Mixed Martial Arts-UFC fighter McCann turns author with coming-out book

A handout photo of UFC fighter Molly McCann’s book “Be True To You
A view of UFC fighter Molly McCann’s book “Be True To You”, published on June 30, including details of her decision to come out as gay, in this handout image taken in Dublin, Ireland on July 16, 2021. Petesy Carroll/Handout via REUTERS

UFC fighter Molly McCann has faced some tough opponents in the octagon, but it is her struggle before coming out as gay that is the subject of her new book “Be True To You”, which she has written to help young people discuss their sexuality.

Known to fans as “Meatball”, the 31-year-old flyweight told Reuters that she had her six-year-old nephew in mind as she tried describe her struggle for self-acceptance.

“It’s a short illustrated story about me coming out, to see if I can help kids — basically it’s a 24-page story of me and my life and why I felt like I couldn’t come out, and why I did come out,” she said ahead of her fight with Ji Yeon Kim on Aug. 14.

“There’s a space at the back of the book, it’s about four pages long, it says ‘here’s a place for you to tell your story and to draw your story’. Coaches, social workers, teachers, parents, these are the people that have got in touch with me and said, ‘thank you for your book, I’m using it with my child’,” she added.

McCann, a former champion in the Cage Warriors promotion who holds a professional MMA record of 10 wins and four losses, grew up in Liverpool and spent some of her teenage years going to school in the south coast town of Bournemouth.

A talented footballer, who played for both Bournemouth and Liverpool Ladies and considered a professional career, she said that she never fitted the stereotype of a girl who liked pink and played with dolls.

“I was skitted (teased) from the age of nine, 10, 11 because I played sports – it was like, ‘Molly’s gay, lesbian, blah blah blah’. I was just like, I’m not even entertaining that conversation, I’m just going to go the other way – that’s not to say I went with all the boys, I just chose not to go near anyone and to focus on being a professional footballer or fighter,” she said.

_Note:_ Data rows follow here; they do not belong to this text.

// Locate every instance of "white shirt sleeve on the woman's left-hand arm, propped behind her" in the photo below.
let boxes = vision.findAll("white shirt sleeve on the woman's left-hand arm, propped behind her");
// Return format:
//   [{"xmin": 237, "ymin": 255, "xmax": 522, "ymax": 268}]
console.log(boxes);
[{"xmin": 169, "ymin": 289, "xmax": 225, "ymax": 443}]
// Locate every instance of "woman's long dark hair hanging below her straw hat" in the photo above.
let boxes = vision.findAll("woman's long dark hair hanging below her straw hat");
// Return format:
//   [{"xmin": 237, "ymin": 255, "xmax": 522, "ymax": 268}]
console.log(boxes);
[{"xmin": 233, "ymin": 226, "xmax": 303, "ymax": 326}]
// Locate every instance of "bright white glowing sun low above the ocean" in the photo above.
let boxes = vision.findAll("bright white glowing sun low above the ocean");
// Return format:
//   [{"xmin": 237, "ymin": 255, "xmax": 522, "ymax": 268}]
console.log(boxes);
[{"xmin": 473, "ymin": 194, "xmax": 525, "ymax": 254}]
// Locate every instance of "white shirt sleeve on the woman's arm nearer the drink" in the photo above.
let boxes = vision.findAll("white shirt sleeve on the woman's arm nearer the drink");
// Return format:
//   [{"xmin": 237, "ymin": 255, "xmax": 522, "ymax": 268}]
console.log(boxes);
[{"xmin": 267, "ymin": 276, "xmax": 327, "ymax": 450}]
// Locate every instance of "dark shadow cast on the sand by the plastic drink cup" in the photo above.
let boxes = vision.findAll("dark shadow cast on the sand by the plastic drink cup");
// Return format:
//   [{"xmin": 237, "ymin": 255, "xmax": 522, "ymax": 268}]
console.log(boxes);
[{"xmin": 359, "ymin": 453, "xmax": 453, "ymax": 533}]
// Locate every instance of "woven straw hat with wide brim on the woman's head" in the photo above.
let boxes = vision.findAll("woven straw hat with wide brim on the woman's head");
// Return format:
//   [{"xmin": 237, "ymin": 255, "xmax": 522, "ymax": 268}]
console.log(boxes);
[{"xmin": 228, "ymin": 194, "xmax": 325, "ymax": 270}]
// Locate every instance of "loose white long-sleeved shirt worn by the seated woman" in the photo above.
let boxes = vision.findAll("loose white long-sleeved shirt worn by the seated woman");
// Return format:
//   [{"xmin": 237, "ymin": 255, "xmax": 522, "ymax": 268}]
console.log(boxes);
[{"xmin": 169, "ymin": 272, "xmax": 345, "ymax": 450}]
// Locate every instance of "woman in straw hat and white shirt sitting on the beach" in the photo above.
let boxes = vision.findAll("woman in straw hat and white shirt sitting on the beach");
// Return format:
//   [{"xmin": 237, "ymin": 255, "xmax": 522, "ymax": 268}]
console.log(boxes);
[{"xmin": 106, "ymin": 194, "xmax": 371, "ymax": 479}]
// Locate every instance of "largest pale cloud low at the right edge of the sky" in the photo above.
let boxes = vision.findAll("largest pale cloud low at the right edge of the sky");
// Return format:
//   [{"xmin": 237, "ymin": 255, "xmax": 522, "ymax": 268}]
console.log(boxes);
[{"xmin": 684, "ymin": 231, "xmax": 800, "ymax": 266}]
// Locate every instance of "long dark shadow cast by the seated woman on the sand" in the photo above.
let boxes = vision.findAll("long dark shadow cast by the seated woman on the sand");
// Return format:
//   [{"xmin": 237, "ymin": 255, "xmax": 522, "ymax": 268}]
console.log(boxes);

McCann said it was the strong bonds she formed with her MMA training partners that helped her to come out at the age of 25.

“The reason I came out is that the gym I’m at now and another gym, they made me feel so comfortable in my skin that the insecurities didn’t matter anymore,” she said, describing a culture where everyone is equal.

“You can’t be the top and the best at everything, you learn to be accepting. The culture is ‘we are one’ – ethnicity, race, class, gender, sexuality kind of really doesn’t matter in my world and in what I do.”

Though coming out has negatively affected some of her relationships, McCann says that on the whole her family were very positive, including her cousins who used to tease her when she was younger.

McCann has recently taken on a role as ambassador for LGBT+ rights charity Stonewall, and one of her first initiatives is to take the rainbow laces worn by footballers and encourage boxers and fighters to lace up their gloves with them to raise awareness.

She still gets homophobic abuse on social media, but McCann says that after going through her coming-out journey she finds it a lot easier to deal with now than in her teenage years and her early twenties.

“If the worst thing that you can say to me is that I’m gay, then what else have you got for me? Because I don’t feel bad about who I am.”